October 29, 2010

Be Full of Care!

I am spending the weekend praying for students at a area conference in Pittsburgh, PA. The whole conference is about moving away from the things that entice us (sex, money, power) and moving toward Life in God. They are spending the weekend in Deuteronomy 6. Tonight the speaker just spent time in the first 4 verses of the chapter, so I spent most of my day in those verses.
These are the commands, decrees and laws the LORD you God directed me to teach you to observe in the land that you are crossing the Jordan to possess, so that you, your children and their children after them may fear the LORD you God as long as you live by keeping all His decrees and commands that I give you, and so that you may enjoy long life. Hear O Israel, and be careful to obey so that it may go well with you and that you may increase greatly in a land flowing with mild honey, just as the LORD, the God of your fathers, promised you. Hear, O Israel: the LORD our God the LORD is one.
Two ideas that stood out to me today as I was praying. They were "ENJOY" & "BE CAREFUL."

My sweet friend Cindy Holt use to tell her son Jackson as he was leaving the house, "Jackson be careful. That means full of care." I don't know why that has always stuck with me but it made an impact. I take the statement be careful so flippantly. I don't take it seriously.

When I started my prayer time I was feeling hesitant about spend time with the Lord and about coming on the weekend at all. I started reading in the passage and the end of the first sentence grabbed my attention. I normally focus on the adjective long when thinking about life, but today I saw the verb: ENJOY! I was meant to enjoy my life with God. To enjoy the beginning of a weekend spent with Him in prayer. So I asked God why I was not looking forward to time with Him, why was I was not enjoying our time together? After a few minutes I felt a leading to read the passage again.

Then it hit me in the face. "Be careful to obey so that it may go well with you..." These two ideas are linked. Enjoying God to the fullest comes when I am careful to obey Him. The main problem is that I am least careful when it comes to my relationship with God. Grace has won me, the work Christ accomplished in my life, my new creation status (see previous post) makes me abuse my relationship with God. It makes me reckless and lazy, prideful and entitled. It makes me apathetic. This is the stupidest part of myself.

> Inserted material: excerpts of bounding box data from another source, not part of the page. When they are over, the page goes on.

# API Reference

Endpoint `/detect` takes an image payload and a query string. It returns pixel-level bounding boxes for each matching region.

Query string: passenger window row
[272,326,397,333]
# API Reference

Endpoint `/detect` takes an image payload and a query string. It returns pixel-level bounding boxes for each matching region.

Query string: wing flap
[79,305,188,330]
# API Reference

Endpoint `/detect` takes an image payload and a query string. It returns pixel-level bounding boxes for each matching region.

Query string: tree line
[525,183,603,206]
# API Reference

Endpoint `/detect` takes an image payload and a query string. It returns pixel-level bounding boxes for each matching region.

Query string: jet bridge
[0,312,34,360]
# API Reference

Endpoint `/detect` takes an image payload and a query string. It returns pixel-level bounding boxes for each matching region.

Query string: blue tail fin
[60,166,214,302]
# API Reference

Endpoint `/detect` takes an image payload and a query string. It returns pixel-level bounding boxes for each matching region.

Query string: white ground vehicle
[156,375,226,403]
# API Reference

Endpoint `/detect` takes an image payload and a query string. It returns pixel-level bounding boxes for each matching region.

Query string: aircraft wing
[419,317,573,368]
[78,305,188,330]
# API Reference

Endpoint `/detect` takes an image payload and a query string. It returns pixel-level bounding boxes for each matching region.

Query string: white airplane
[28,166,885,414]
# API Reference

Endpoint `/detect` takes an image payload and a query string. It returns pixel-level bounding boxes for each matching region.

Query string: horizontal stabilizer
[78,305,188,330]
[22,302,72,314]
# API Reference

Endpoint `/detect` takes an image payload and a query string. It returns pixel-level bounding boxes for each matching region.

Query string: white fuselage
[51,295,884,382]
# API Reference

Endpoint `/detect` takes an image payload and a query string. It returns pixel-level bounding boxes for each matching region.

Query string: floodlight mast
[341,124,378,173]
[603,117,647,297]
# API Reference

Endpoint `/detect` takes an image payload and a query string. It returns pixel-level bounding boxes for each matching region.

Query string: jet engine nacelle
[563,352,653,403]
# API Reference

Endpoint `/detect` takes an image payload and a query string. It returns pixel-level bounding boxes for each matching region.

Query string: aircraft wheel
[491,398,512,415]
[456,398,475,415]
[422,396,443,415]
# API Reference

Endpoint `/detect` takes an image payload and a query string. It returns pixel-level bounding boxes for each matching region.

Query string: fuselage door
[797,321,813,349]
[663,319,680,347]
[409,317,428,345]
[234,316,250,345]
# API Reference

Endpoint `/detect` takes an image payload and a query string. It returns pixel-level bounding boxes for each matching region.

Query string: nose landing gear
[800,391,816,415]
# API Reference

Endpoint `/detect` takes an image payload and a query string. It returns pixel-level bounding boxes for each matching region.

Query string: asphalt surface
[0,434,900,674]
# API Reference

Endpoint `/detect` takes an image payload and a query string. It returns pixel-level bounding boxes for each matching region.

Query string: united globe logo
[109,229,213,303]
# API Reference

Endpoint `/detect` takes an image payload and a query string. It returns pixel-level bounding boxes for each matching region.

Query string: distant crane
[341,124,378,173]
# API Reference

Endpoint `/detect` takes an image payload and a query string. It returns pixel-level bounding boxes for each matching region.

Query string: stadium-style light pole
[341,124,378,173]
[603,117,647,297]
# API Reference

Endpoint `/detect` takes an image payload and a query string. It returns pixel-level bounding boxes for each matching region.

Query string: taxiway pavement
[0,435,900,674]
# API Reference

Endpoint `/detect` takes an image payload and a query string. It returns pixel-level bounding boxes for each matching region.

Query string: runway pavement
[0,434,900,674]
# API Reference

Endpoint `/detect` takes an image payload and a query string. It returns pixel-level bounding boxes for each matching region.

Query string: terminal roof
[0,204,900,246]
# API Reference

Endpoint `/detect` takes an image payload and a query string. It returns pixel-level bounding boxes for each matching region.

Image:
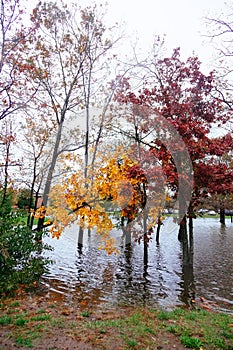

I spent a good part of my week being reckless. It was full, busy, distracted. I didn't spend much time connecting to God. I didn't spend much time putting others before myself. I didn't spend much time being full of care to obey the God who loves me, won me, and is making me more and more like Him.

So I spent some time confessing; washing that gunky week off and then reflected on this question: What are some realities about who God is that would demand me to take more care? I didn't get very far with that thought because the worship team had a sound emergency which I moved toward in prayer, but I want to revisit. I want to be different. I want my relationship with my Creator, my Papa to be THE THING I spend the most energy caring about & enjoying.

I need Cindy to call me each morning and remind me, "Lee be careful. That means full of care."

So help me think through this. What are some aspects of God's character that inspire you to obey Him (and therefore enjoy Him)?